80

Quat Quits

“Well, this does it!” All sweaty, Peter Quat burst into the suite, waving a letter and a tennis racket, waltzing around the room and then handing me the letter. “I’m quitting. Now.”

The publisher was not exactly offering to buy Mother’s Milk, Peter’s fragment of a novel, but his letter did say that if the rest of the book lived up to the promise of the beginning, he would be interested. Peter Quat’s multitudinous admirers may wonder at a title of his that they haven’t come upon; but the fact is, Mother’s Milk was eventually rejected by nineteen publishers. Peter wisely shelved it.

The book was a youthful first effort, a steamed-up memoir of a summer he spent in Mexico. The central character, a lady schoolteacher of forty or so from Minnesota, is on a tour, and meets a college senior vacationing in Taxco. At first she seems a dried-up wistful prude, but she soon turns into a prophetic Quat foreshadowing of the heroine of the film Deep Throat. Old Peter broke fast from the starting gate. However, all that part was pretty tiresome, and certainly much ahead of its time. Ulysses was barely legalized then, and considered red-hot reading. The funny scene in the Tijuana whorehouse which closes Deflowering Sarah was, in an early crude version, the start of Mother’s Milk, and the best thing in it. Peter Quat usually salvages his good stuff, sooner or later.

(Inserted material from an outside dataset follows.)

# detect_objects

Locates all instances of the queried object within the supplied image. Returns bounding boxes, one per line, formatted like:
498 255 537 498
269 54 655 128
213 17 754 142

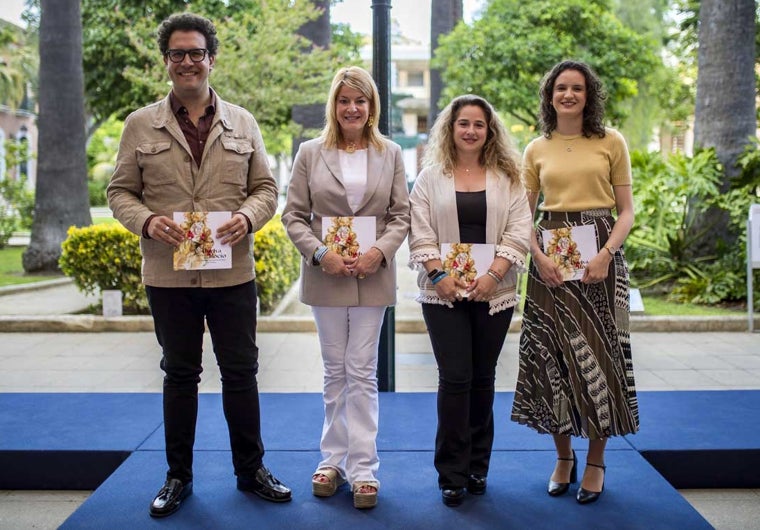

Anyway, Peter packed up and left that same weekend, to hole up in his father’s cottage in Maine and work on Mother’s Milk. So ended abruptly our years of collaboration and living together. His parting words were much in the Quat vein. His eye fell on a porcelain cat from Hong Kong that Bobbie had given me, sitting on my desk. “Well, at least I’m seeing the last of that frigging Chinese dust-catcher,” said Peter, and he picked up his suitcases and departed.

That same week I ran into Mark Herz at a Jester reunion dinner, and he looked so gaunt and seedy, and ate the leathery roast beef so hungrily, that I figured he might be wanting employment. He said he was interested, being dead broke. The furrier uncle had recently sold his business, and Mark was on his uppers, though promised an eventual fellowship at Berkeley. Harry Goldhandler was skeptical of my notion of recruiting Mark, but said he would talk to him. Mark came when Goldhandler was very grumpily eating breakfast. A comedy program the night before had flopped, the stock market was down, and Henny Holtz’s audience rating was up. The main trouble, however, as Boyd managed to whisper to me, was the Alaskan gold mine. Klebanoff was in town again.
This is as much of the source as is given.